Activity time: 10 minutes
Materials for Activity
- A bell or other noise maker
- Newsprint, markers, and tape
- A piece of paper with these three questions written on it:
Preparation for Activity
- Decide how to form pairs. Alternate Activity 3: My Partner's Shoes offers a method that reinforces this session's theme and is likely to pair children with others whom they do not know well.
- If you pair children using Alternate Activity 3, the child who lost their shoe will be the first one to tell a story and the child who found the shoe will listen first. If you form pairs another way, decide how you will select the first story-teller in the pairs.
- Prepare to have the pairs of children spread out in the meeting space so partners can hear one another with minimal distraction.
- On newsprint, write "Good Listening" and under that, the short versions of these four tips for empathetic listening: Eye contact (Look in the eyes of the person who is talking to you.) / Nod (Nod as if to say, "Tell me more," or "That's interesting." / Do not interrupt (Do not interrupt or tell your story until the other person is done) / Ask questions (Ask the person some questions that relate to something they have told you.)
- On another sheet of newsprint, write "Questions to Ask" and under that, write: How old were you? What happened? How did you feel?
- Post the sheets of newsprint where children can see them during this activity.
Description of Activity
Arrange the group so each child is seated, facing their partner. Tell them you will give the group a question for one partner to answer by telling a short story to the other partner. Say, in your own words:
The partner who listens to the story also has a lot to do. When you listen to your partner, try to listen with empathy. That means you will listen in a way that shows your partner you can imagine being them in the situation they are describing. Listen in a way that shows you understand how they might have felt.
Now indicate the newsprint you have posted. You can say:
I am sure you already know how to listen carefully to another person. Here are some things you can do to make really sure the other person knows how carefully and caringly you are listening to their story.
Tell children the tips for empathetic listening. Indicate the short reminder phrases that you have posted. Tell the group you will sound the bell (or other noise maker) to signal when it is time to switch partners, and when it is time to return to the circle.
With your co-leader or a child volunteer, demonstrate the difference between eye contact and looking away, listening carefully and interrupting, nodding in response and yawning or looking blank as if bored.
Now invite partners to look at one another. Make sure each pair knows who will tell a story first. Remind the listeners to listen carefully and empathetically, and not to interrupt to talk about their own experiences.
Use one of these questions, or one of your own:
- Can you tell me about something that once happened to you with an animal or insect?

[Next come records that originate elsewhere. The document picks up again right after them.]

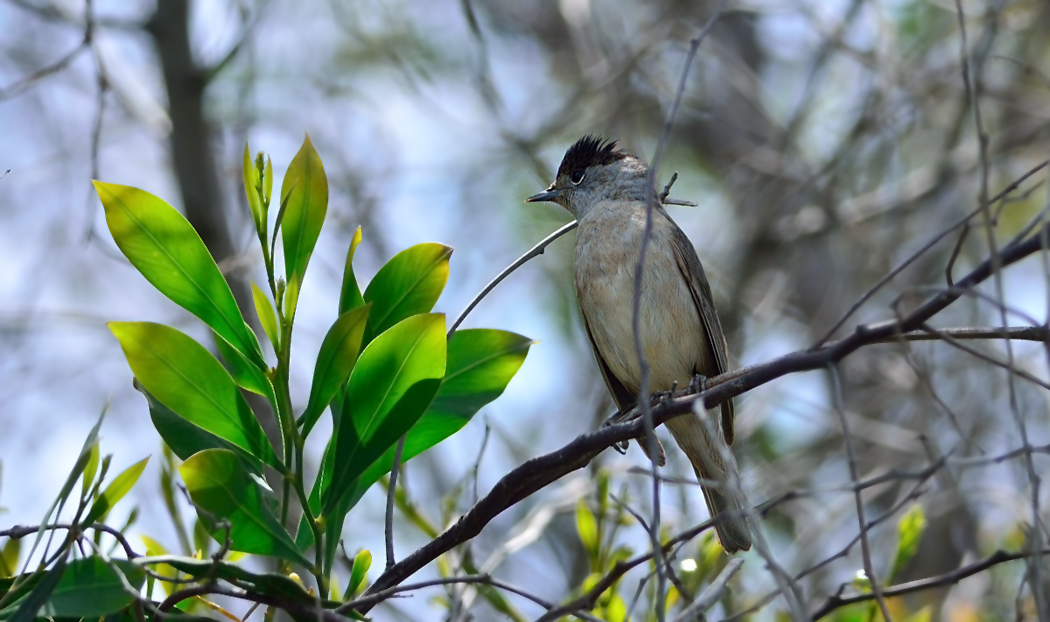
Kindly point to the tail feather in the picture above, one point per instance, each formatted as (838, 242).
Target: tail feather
(727, 510)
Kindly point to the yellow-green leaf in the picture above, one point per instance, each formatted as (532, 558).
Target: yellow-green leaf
(407, 285)
(164, 247)
(116, 491)
(350, 294)
(335, 361)
(219, 484)
(185, 377)
(267, 316)
(305, 195)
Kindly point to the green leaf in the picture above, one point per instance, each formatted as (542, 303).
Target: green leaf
(26, 607)
(362, 561)
(587, 527)
(8, 557)
(162, 244)
(218, 483)
(90, 588)
(116, 491)
(268, 181)
(392, 385)
(909, 531)
(267, 316)
(245, 374)
(252, 187)
(481, 363)
(89, 470)
(269, 583)
(335, 360)
(78, 469)
(305, 197)
(185, 377)
(350, 294)
(184, 438)
(408, 284)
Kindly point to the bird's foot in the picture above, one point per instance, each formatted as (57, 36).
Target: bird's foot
(697, 385)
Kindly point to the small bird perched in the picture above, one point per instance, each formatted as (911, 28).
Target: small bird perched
(608, 190)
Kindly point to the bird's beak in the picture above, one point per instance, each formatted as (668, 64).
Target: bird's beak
(548, 194)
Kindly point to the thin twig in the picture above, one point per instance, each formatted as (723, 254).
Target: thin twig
(391, 492)
(532, 252)
(865, 546)
(835, 602)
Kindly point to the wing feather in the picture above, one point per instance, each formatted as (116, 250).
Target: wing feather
(692, 270)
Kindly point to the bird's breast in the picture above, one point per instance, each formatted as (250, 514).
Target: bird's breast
(608, 245)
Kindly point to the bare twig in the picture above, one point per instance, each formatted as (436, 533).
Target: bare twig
(865, 546)
(951, 578)
(391, 492)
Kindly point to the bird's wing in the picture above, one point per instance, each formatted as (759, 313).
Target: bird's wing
(691, 269)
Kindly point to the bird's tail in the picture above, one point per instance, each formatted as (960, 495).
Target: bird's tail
(727, 508)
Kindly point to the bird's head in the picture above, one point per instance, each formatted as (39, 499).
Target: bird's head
(594, 169)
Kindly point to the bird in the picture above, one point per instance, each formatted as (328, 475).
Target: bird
(609, 192)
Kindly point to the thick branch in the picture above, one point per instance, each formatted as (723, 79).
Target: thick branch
(541, 471)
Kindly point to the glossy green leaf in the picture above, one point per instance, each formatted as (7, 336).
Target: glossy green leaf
(252, 186)
(292, 296)
(184, 438)
(335, 360)
(909, 531)
(75, 473)
(89, 471)
(116, 491)
(162, 244)
(26, 608)
(393, 382)
(267, 315)
(587, 529)
(408, 284)
(218, 483)
(90, 588)
(8, 557)
(481, 363)
(271, 583)
(185, 377)
(362, 561)
(305, 199)
(268, 181)
(245, 374)
(350, 294)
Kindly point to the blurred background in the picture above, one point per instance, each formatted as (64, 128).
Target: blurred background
(824, 143)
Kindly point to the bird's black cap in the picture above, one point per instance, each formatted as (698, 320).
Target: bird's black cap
(589, 150)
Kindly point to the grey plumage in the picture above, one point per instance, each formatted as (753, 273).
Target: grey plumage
(607, 190)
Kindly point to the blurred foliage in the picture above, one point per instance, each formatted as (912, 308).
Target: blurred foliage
(825, 142)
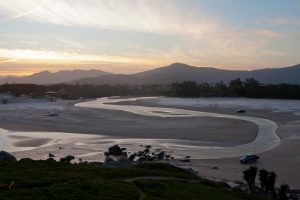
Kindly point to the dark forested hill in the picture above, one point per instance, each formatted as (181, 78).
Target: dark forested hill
(179, 72)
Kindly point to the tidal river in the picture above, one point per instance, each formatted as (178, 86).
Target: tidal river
(266, 139)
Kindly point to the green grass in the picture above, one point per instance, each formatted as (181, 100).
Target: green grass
(44, 180)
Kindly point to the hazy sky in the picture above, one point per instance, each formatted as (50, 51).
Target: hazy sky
(127, 36)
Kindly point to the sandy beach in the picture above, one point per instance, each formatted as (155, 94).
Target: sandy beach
(284, 160)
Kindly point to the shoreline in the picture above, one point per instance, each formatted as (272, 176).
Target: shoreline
(229, 168)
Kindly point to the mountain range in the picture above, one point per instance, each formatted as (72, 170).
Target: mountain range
(176, 72)
(179, 72)
(46, 77)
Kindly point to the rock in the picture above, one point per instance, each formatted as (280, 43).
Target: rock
(67, 159)
(96, 164)
(108, 160)
(238, 182)
(224, 184)
(132, 157)
(185, 160)
(5, 156)
(125, 154)
(52, 160)
(26, 160)
(51, 155)
(161, 155)
(115, 150)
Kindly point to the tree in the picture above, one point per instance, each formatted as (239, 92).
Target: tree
(284, 189)
(271, 184)
(249, 177)
(236, 87)
(263, 178)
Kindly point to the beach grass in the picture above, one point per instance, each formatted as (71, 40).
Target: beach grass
(52, 180)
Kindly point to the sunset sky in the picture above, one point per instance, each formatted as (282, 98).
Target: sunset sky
(127, 36)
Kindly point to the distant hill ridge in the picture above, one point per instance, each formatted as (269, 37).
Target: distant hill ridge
(176, 72)
(46, 77)
(179, 72)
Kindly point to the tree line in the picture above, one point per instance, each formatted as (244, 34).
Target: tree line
(235, 88)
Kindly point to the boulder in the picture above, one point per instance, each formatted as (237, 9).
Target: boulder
(67, 159)
(26, 160)
(51, 155)
(5, 156)
(52, 160)
(115, 150)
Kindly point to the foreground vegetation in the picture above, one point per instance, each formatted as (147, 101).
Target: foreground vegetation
(235, 88)
(54, 180)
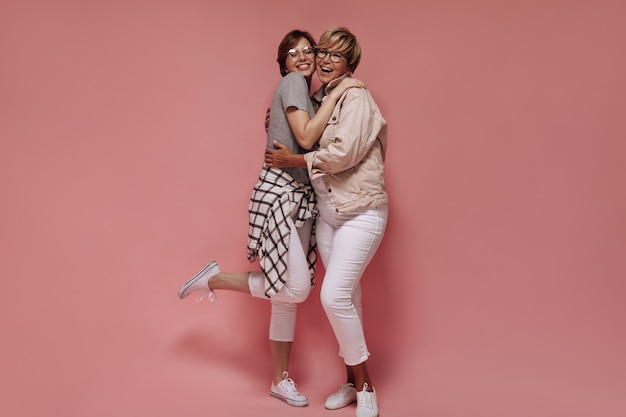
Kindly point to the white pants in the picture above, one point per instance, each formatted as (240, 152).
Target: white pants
(347, 243)
(297, 285)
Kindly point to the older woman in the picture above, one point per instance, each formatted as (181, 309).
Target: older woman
(347, 174)
(282, 212)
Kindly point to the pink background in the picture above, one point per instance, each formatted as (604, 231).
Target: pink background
(131, 135)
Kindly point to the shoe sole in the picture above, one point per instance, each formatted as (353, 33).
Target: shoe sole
(195, 278)
(289, 401)
(339, 406)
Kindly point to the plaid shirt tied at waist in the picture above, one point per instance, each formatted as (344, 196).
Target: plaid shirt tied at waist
(274, 199)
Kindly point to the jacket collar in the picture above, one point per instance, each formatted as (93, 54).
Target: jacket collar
(319, 95)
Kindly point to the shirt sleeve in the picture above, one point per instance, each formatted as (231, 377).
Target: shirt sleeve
(294, 92)
(353, 137)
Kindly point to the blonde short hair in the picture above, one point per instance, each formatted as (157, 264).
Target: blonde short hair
(340, 39)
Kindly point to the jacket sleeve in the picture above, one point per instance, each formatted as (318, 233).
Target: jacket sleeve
(353, 136)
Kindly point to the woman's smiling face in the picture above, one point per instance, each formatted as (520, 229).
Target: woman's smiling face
(327, 70)
(303, 60)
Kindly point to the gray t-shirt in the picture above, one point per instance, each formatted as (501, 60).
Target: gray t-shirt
(292, 91)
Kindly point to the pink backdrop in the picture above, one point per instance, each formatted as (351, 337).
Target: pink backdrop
(131, 135)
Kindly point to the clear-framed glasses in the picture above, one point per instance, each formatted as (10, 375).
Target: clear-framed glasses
(294, 53)
(334, 56)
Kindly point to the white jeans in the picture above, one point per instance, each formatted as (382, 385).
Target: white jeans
(297, 285)
(347, 243)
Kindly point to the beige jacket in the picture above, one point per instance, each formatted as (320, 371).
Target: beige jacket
(351, 151)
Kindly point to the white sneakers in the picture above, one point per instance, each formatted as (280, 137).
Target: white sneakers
(345, 395)
(200, 282)
(366, 405)
(286, 391)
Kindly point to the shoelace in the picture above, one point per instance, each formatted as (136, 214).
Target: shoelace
(366, 400)
(210, 295)
(289, 384)
(345, 388)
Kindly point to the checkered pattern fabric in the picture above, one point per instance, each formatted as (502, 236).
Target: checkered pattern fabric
(274, 198)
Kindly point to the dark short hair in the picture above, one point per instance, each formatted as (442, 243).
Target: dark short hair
(289, 41)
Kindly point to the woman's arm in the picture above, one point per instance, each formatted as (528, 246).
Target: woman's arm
(282, 157)
(308, 130)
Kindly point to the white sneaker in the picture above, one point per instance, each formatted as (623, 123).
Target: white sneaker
(286, 391)
(366, 405)
(345, 395)
(200, 282)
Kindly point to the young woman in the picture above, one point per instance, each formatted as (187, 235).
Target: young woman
(282, 212)
(347, 173)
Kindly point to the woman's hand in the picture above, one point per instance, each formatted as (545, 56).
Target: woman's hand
(345, 84)
(278, 158)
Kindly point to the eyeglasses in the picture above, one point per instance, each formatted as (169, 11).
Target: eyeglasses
(294, 53)
(334, 56)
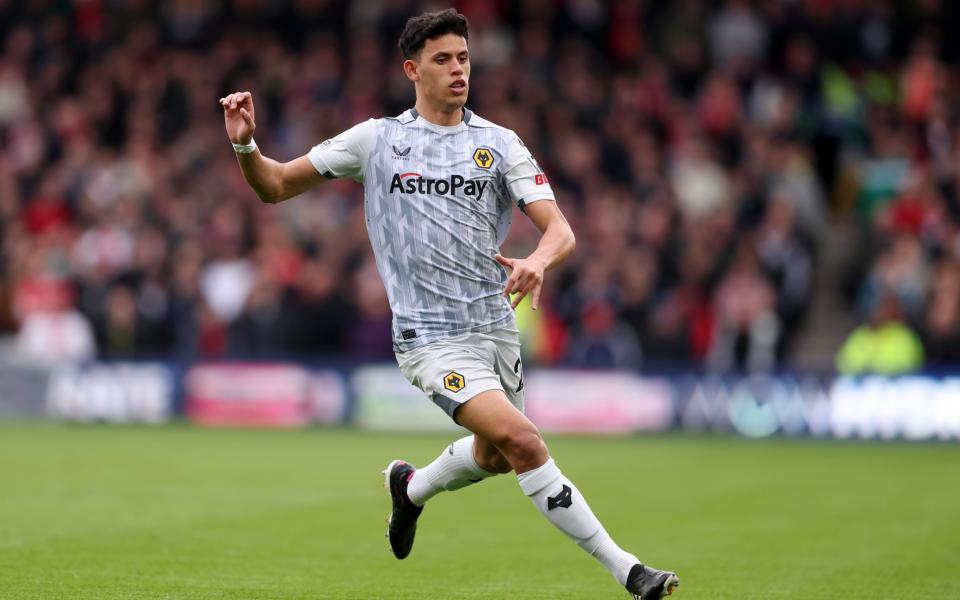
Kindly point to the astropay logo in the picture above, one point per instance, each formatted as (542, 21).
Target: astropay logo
(414, 183)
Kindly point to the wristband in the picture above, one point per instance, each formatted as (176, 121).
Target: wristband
(245, 148)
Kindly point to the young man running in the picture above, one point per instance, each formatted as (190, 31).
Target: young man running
(439, 184)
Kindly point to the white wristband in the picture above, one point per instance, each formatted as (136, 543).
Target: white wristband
(245, 148)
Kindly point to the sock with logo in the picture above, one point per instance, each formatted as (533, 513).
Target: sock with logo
(455, 468)
(561, 503)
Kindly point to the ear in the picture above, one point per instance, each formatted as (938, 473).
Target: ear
(411, 69)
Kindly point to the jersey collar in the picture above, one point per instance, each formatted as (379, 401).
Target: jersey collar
(467, 113)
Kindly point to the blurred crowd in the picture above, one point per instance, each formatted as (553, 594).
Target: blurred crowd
(699, 149)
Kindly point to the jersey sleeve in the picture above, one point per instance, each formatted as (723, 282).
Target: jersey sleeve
(524, 180)
(346, 154)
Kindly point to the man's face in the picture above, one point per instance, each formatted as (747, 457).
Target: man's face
(443, 70)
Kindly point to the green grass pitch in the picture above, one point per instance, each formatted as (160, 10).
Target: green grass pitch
(94, 512)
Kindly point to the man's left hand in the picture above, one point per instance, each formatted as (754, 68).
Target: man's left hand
(526, 278)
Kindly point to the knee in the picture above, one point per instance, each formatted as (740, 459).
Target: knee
(495, 463)
(524, 449)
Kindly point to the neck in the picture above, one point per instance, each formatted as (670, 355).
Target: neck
(447, 115)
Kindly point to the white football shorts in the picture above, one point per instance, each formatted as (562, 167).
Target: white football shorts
(452, 370)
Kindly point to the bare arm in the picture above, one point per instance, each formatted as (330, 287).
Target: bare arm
(272, 181)
(556, 243)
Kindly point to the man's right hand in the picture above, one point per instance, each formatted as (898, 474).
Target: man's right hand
(238, 117)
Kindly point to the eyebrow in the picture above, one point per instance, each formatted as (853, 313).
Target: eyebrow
(440, 53)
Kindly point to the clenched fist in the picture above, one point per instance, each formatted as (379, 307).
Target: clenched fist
(238, 117)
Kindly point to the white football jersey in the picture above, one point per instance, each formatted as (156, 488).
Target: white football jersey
(438, 204)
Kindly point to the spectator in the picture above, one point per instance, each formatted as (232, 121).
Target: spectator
(885, 345)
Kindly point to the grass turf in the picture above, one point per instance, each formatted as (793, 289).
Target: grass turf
(178, 512)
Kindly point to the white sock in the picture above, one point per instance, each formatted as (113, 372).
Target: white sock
(562, 504)
(455, 468)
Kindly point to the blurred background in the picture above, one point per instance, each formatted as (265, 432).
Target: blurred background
(765, 197)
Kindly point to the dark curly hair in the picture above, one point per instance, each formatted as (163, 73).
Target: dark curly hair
(429, 26)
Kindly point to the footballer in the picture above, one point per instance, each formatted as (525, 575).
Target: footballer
(439, 187)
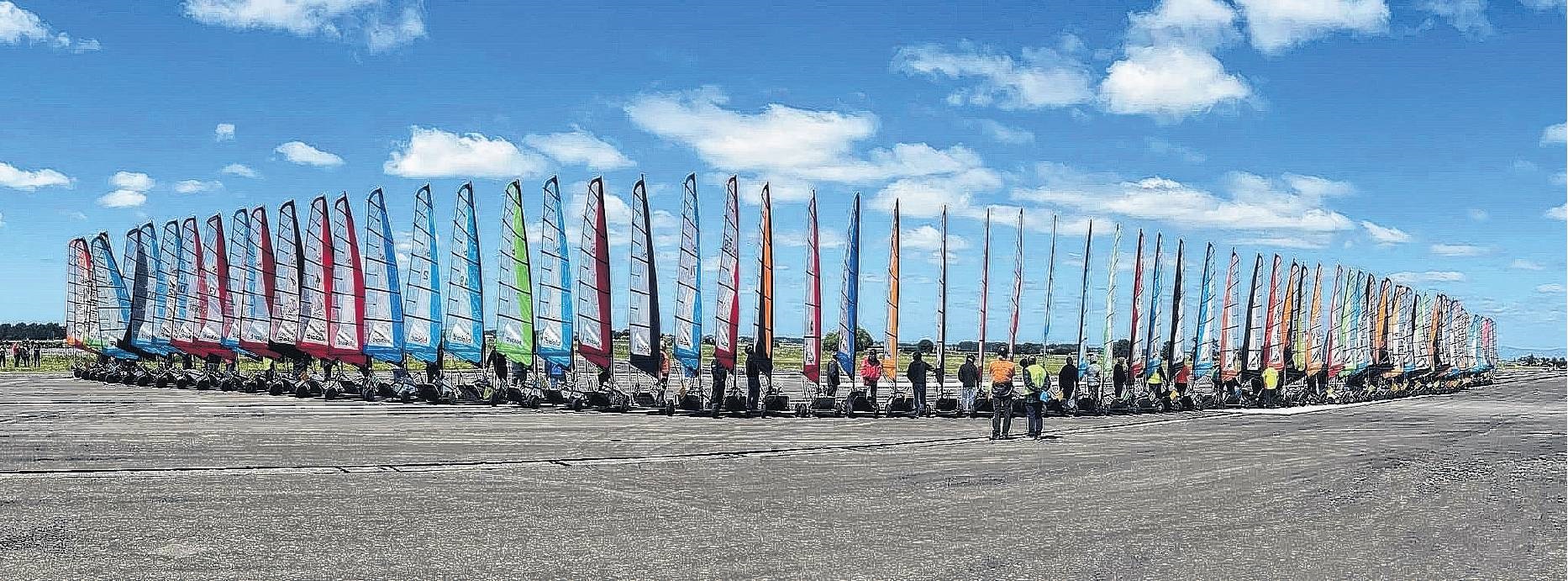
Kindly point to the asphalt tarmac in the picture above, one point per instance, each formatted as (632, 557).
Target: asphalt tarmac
(101, 481)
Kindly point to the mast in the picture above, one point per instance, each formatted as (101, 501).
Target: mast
(555, 283)
(891, 362)
(811, 358)
(514, 291)
(645, 341)
(383, 286)
(689, 284)
(726, 309)
(347, 322)
(593, 282)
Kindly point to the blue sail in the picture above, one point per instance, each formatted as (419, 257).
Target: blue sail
(849, 316)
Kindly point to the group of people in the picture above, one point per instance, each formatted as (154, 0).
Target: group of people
(24, 354)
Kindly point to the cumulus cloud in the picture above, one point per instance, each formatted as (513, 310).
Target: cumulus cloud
(239, 170)
(1276, 25)
(32, 179)
(1041, 79)
(19, 25)
(375, 24)
(1385, 235)
(579, 148)
(304, 154)
(195, 186)
(434, 153)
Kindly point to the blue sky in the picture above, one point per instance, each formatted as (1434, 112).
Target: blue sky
(1421, 140)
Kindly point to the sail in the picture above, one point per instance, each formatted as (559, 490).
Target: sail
(237, 261)
(1018, 286)
(383, 284)
(891, 343)
(1134, 356)
(850, 294)
(113, 300)
(260, 286)
(287, 324)
(762, 338)
(514, 289)
(212, 286)
(689, 284)
(347, 309)
(646, 338)
(726, 307)
(465, 330)
(1203, 343)
(1088, 239)
(811, 356)
(315, 282)
(555, 283)
(1151, 341)
(985, 284)
(593, 282)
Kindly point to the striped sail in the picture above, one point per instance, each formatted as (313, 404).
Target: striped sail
(726, 309)
(811, 356)
(315, 282)
(1203, 343)
(646, 336)
(347, 313)
(593, 282)
(762, 336)
(514, 289)
(383, 284)
(555, 283)
(850, 293)
(689, 284)
(465, 327)
(287, 324)
(422, 307)
(113, 298)
(891, 338)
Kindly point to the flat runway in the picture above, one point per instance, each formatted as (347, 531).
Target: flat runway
(103, 481)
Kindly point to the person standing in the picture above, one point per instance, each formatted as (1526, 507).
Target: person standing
(1002, 371)
(916, 372)
(1035, 387)
(970, 378)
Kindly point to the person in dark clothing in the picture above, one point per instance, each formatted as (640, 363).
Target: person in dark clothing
(916, 374)
(970, 378)
(720, 376)
(753, 379)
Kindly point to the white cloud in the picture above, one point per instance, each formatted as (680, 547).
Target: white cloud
(23, 179)
(304, 154)
(193, 186)
(132, 181)
(1555, 134)
(19, 25)
(123, 198)
(1385, 235)
(1169, 82)
(1427, 277)
(1457, 250)
(1466, 16)
(239, 170)
(1276, 25)
(375, 24)
(433, 153)
(1044, 77)
(1006, 134)
(579, 148)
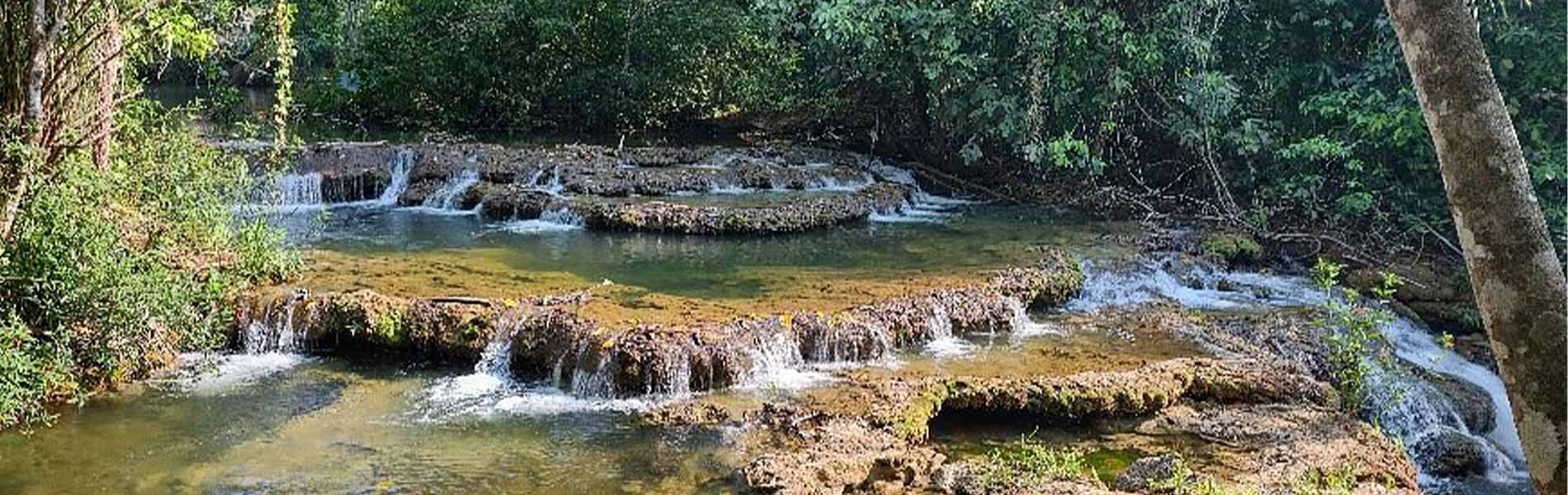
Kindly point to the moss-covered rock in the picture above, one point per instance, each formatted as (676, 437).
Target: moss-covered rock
(1233, 248)
(786, 216)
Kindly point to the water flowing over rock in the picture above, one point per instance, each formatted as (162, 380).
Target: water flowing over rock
(270, 326)
(298, 190)
(613, 188)
(549, 340)
(447, 196)
(1285, 417)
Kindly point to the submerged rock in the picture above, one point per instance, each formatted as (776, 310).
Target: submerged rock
(786, 216)
(1471, 402)
(550, 340)
(1144, 474)
(1448, 451)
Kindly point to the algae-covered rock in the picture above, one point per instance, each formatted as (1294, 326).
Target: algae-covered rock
(1448, 451)
(1144, 390)
(1146, 474)
(836, 455)
(719, 219)
(1233, 248)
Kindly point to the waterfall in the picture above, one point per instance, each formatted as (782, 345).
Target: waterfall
(397, 168)
(674, 373)
(592, 373)
(452, 191)
(923, 207)
(1415, 409)
(533, 181)
(1402, 403)
(275, 329)
(777, 364)
(940, 334)
(557, 219)
(552, 186)
(1021, 323)
(298, 190)
(1131, 282)
(496, 359)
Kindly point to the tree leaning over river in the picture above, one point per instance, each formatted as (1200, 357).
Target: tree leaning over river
(1514, 268)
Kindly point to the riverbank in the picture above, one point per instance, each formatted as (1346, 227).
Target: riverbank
(909, 346)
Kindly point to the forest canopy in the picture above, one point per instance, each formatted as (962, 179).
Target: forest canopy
(1270, 115)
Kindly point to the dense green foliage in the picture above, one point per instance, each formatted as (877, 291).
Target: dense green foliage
(562, 64)
(1353, 334)
(1278, 116)
(1277, 113)
(113, 271)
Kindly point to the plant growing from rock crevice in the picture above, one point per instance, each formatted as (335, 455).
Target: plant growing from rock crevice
(1355, 343)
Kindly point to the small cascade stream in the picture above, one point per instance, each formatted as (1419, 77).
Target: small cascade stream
(1405, 404)
(451, 193)
(298, 190)
(399, 167)
(275, 329)
(923, 205)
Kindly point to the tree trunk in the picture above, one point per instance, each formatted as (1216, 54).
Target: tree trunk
(1514, 270)
(109, 85)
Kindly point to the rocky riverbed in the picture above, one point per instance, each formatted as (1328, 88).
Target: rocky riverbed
(782, 320)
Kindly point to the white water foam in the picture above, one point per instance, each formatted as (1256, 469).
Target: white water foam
(1419, 348)
(1405, 404)
(204, 373)
(947, 346)
(549, 221)
(1191, 285)
(452, 190)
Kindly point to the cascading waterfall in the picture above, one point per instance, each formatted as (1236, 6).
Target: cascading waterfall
(1019, 322)
(777, 364)
(452, 191)
(397, 168)
(557, 219)
(592, 371)
(554, 186)
(496, 359)
(1415, 409)
(940, 334)
(1404, 403)
(923, 207)
(275, 329)
(298, 190)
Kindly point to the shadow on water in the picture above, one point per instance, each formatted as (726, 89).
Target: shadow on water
(329, 427)
(698, 266)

- Can you tell me about a time when you got into trouble at home or at school?
- Can you tell me about a favorite present that you got or wish you had gotten?
- Can you tell me about a time when you hurt yourself?
- Can you tell me about a time when you made a new friend?
- Can you tell me about a time when you were really scared? (... surprised?) (... happy?)
Roam the room and listen in on some pairs to help children follow the instructions. After a minute or so, sound the bell. Once all pairs have stopped, invite the listeners to tell the story back to their partners, including any details such as how old the person was, what happened, and how they felt. The story-teller can correct them if necessary.
Sound the bell again and ask the partners to switch roles. Restate some of the tips for empathetic listening or the rules of the activity if you feel it is necessary. Choose another question, and repeat the activity.
The goal of this activity is to teach the children how to listen empathetically to someone else and to get to know their peers by learning more about them and showing caring and respect. If there is time at the end of this exercise, ask for volunteer pairs to each retell their partners' story to the group. Remind the whole group to demonstrate the same empathetic listening skills.
Including All Participants
If the number of children is uneven, have one group of three. If there is a child who is non-verbal or for whom this exercise would be too difficult, include them in a threesome as a listener.